As a big baseball fan (Go Red Sox!), one of the most fascinating aspects of the sport is how international it has become. Across Major League Baseball, more than a quarter of the players on big-league rosters were born outside the United States and this percentage is increasing. Baseball, the most American of institutions, went global to find new talent, expand its brand and introduce its business to new customers. Its international success should serve as a lesson to any enterprise, old or young. If your business is looking for growth, going global is the natural next step.
There will be roadblocks. I should know. At one time, I was vice president of international finance for an American supplier of telecommunications networking equipment, where I was responsible for the accounting, tax and finance functions for 30 foreign subsidiaries. In addition, I spent considerable time helping support their HR and legal needs. I have the battle scars to prove that managing a global organization presents challenges.
Although individual companies respond differently to international opportunities, my experience finds that they face a common set of challenges when managing a global footprint.

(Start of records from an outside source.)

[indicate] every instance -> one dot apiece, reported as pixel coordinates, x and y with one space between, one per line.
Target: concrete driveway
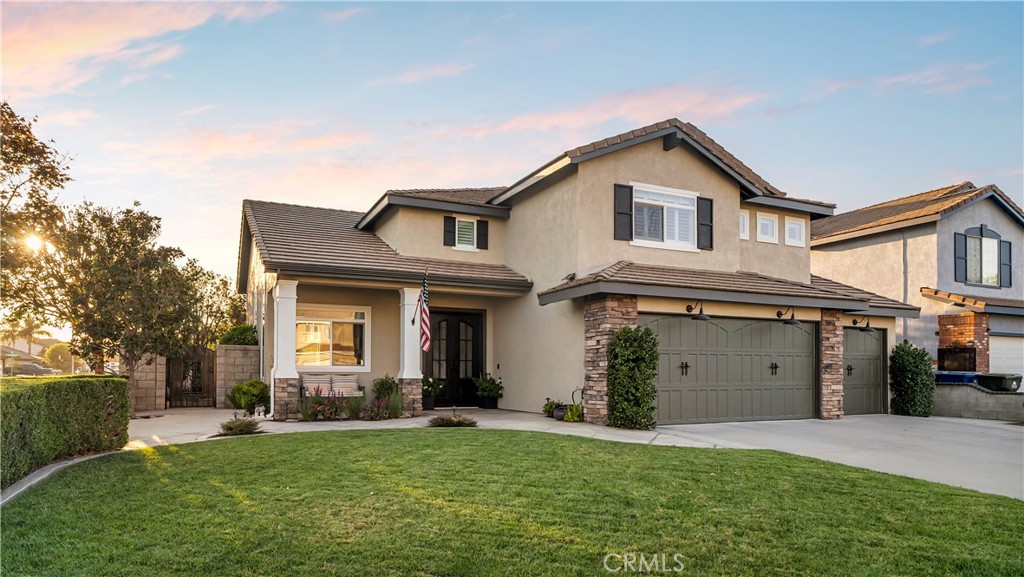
983 455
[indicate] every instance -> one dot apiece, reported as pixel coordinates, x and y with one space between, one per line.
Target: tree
58 356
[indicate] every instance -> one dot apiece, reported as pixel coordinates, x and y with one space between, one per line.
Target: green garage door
863 372
733 369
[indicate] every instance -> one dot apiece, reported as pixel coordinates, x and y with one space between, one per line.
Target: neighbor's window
767 228
336 338
983 260
465 234
665 215
794 232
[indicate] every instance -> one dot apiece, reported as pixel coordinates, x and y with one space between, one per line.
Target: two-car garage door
733 369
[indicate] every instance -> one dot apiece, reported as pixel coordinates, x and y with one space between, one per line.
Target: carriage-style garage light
866 328
792 321
699 316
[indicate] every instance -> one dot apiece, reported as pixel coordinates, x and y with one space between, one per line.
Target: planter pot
559 413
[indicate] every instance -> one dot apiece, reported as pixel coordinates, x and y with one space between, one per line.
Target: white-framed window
795 232
767 228
665 217
465 235
332 338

1. HR: People are an asset and a challenge. Many companies find recruiting and developing talent abroad hard to accomplish. There are language and cultural differences to overcome, and you often don’t have HR personnel on the ground in satellite offices. Identifying an onboarding program for international employees that works for you is a critical success factor.
At-will employment, which allows businesses to terminate workers for any reason, is a U.S. construct. Outside the U.S., employment relations are handled by contracts, and host country labor laws may supersede certain elements of what we, in the U.S., think of as a typical employment agreement. Penalties for noncompliance can be significant. In France, for example, the maximum damages for unfair termination is set at 20 months of gross salary for employees with at least 30 years of service. Companies with global workforces often deal with multiple payroll and HR administration systems too. No wonder HR leaders struggle to find the time to be strategic.
2. Taxes: Complexity is increasing. The list of countries initiating a value-added tax, which is collected at each stage of production, in growing, most recently in the United Arab Emirates and other Gulf states. As more sales go online and are fulfilled by third parties, compliance has become tricky for these e-commerce businesses. You need to know the local tax rules and have a plan in place so that the risks of running into trouble are reduced.
It’s also a new day in tax information reporting. Globalization, emerging markets, greater transparency and increased regulation are transforming the global tax framework. Seeking to combat tax evasion, governments are sharing information on residents’ assets and income, which has increased the compliance burden on business.
3. Cash management: Businesses need to be prepared for the age of digital cash. In developing countries, digital cash has become physically safer than carrying or storing cash or buying gold or silver. It makes bank transfers faster and cheaper and allows smaller businesses to engage more efficiently in global e-commerce. Working with one or two global banking partners versus a myriad of banks from country to country will make things easier and more effective.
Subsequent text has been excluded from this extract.